Shawn Blanc, who writes about productivity and work on his site thesweetsetup.com, uses the concept of a flywheel to illustrate how one approaches work and productivity. He talks about the ability to identify what needs to be done, then how to plan to attack that need, and finally how to act on that plan. The fourth and final step on his flywheel is celebration. He coaches that no matter how much work is done, no matter how many milestones are reached, we still need to be able to celebrate our victories. Without that, without the acknowledgement of hard work well done, a plan well executed and a problem solved, we may as well toil on forever in a mindless morass of effort that gets us nothing and nowhere. The celebration, which I look at as a thank you to yourself, is paramount. You must celebrate, you must thank yourself, for the hard work you put in and the milestone you reached. Else, why strive to reach them at all? I talk with patients every week who always put others above themselves, who never think to give themselves a pat on the back for how they use their ingenuity, brains, energy and creativity to make their life and the lives of those around them better every single day. How very important that is in this dark time, when laughter and thanksgiving and celebration have been so rare for almost two years.

 

Can you thank others for what they do for you as well?
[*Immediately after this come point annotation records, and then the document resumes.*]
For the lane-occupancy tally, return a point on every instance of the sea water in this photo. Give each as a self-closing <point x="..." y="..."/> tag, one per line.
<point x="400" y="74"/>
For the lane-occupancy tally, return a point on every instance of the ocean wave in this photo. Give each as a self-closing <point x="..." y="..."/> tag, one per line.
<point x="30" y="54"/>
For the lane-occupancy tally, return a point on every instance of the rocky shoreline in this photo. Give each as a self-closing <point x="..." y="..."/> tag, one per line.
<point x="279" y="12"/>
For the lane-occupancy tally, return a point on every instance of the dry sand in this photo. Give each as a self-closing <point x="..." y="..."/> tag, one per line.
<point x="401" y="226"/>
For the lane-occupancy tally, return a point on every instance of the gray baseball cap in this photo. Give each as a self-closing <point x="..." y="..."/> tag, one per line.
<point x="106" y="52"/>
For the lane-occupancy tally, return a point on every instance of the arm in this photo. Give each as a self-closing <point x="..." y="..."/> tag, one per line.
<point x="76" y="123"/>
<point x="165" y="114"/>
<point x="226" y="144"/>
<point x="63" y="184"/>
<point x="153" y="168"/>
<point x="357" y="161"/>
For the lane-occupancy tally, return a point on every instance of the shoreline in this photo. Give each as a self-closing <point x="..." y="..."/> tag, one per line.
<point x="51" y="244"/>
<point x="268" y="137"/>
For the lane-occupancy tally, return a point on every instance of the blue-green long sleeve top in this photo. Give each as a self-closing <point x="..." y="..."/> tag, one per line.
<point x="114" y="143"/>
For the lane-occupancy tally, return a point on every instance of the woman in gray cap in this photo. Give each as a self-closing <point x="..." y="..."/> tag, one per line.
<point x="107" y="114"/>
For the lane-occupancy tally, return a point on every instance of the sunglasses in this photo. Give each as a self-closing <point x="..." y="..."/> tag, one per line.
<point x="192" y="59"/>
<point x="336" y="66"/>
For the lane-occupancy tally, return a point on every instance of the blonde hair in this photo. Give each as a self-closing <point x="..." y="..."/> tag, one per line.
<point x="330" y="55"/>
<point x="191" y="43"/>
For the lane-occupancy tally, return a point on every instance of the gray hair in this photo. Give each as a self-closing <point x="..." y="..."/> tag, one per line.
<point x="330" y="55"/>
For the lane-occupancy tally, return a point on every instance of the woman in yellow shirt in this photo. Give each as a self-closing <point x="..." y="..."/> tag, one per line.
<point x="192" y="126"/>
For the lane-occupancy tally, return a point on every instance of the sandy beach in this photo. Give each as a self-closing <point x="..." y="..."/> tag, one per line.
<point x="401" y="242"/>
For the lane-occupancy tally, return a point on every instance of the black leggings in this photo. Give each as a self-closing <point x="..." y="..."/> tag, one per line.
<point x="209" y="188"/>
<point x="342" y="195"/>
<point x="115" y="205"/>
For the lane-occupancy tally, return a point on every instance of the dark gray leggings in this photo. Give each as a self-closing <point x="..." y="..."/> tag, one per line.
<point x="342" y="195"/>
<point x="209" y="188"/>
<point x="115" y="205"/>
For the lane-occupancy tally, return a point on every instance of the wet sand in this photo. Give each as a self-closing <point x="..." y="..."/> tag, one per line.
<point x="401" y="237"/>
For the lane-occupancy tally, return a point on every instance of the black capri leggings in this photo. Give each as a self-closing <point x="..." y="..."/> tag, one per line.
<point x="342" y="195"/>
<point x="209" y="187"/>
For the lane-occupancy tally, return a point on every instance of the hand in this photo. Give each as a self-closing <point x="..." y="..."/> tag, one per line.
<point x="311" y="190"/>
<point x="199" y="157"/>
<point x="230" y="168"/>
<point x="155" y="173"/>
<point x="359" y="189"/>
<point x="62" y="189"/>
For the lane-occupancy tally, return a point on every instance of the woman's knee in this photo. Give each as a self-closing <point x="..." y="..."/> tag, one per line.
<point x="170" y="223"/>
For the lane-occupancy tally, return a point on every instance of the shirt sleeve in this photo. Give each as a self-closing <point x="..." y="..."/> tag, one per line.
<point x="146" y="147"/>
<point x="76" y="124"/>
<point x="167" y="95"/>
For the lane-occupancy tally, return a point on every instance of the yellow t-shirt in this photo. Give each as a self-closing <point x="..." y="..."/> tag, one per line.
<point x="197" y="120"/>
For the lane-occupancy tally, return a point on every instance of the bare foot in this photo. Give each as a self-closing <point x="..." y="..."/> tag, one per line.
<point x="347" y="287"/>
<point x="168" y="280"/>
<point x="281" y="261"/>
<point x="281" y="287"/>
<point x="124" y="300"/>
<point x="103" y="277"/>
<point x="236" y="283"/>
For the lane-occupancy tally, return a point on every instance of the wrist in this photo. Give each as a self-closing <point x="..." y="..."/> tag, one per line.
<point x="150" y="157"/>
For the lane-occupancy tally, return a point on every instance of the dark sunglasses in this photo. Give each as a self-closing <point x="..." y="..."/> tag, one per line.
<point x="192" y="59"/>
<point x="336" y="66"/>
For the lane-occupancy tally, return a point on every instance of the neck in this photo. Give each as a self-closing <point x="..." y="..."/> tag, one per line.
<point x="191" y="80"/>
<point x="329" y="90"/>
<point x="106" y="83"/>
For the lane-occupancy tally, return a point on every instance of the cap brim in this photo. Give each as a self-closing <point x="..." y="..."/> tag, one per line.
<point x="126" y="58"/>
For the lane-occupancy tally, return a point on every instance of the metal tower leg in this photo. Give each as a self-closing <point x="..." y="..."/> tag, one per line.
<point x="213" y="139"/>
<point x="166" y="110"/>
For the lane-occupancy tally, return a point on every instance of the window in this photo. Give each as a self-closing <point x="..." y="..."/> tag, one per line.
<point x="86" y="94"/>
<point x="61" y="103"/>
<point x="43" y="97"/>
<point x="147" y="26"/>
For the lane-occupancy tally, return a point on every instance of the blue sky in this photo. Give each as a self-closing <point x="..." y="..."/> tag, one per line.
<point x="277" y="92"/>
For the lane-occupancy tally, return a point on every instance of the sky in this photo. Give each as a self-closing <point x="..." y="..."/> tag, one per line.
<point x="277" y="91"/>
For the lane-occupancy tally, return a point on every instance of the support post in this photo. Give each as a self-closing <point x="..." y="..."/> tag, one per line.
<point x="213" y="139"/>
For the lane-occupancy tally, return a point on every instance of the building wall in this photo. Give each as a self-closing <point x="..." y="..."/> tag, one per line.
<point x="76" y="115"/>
Of course you can. Even a masked man can utter a thank you when passing his colleague in the hallway at six feet distance. Penning written notes or letters is almost a lost art but is still an effective way to express your gratitude. Texting? Yes, we do live in the twenty first century after all, so even the humble text is better that nothing. The point is, that thanksgiving is not the only time that we should give thanks. In times of great stress, anxiety and upheaval, a simple token of caring and esteem acts as a life jacket for the drowning man.

 

How can we thank those who went before? They are long since dead and gone, I hear you say, so what is the point in thanking them for anything? They will not know if you thank them, but you will. How do you do it? Learn from them. Read their stories, their diaries, their memoirs. Get inside their heads and know what they knew. This is not the first pandemic the world has ever faced you know. The Great Influenza:The Story of the Deadliest Plague in History is a 2004 nonfiction book by John M. Barry that takes a close look at the 1918 flu pandemic, including the back biting, infighting and political struggles of those who strove to rid the world of the plague that killed up to 50 million people or more worldwide. Does that sound familiar today? Of course it does, but we are no less grateful to those pioneers who helped pave the way for the studies that brought us vaccines and public health measures that so far have insured that this go round is not nearly so deadly as that one was. When you gather for this Thanksgiving holiday, remember those who went before, tell their stories, laugh at their eccentricities and gird yourself with the strength that got them through the trials of their own times. Our mentors, they have much to teach us, and we in turn can mentor others who will carry on long after we are gone.

 

This Thanksgiving season, start a gratitude journal. Write letters. Read daily affirmations that build you up, not vitriolic writings that tear you down. Increase your social connections safely as the pandemic wanes, and learn to be socially graceful again. Connect with others, and be thankful that you are here, now, living out this time in history that no one else but you can claim.

 

I am thankful for you, my readers. Happy holidays.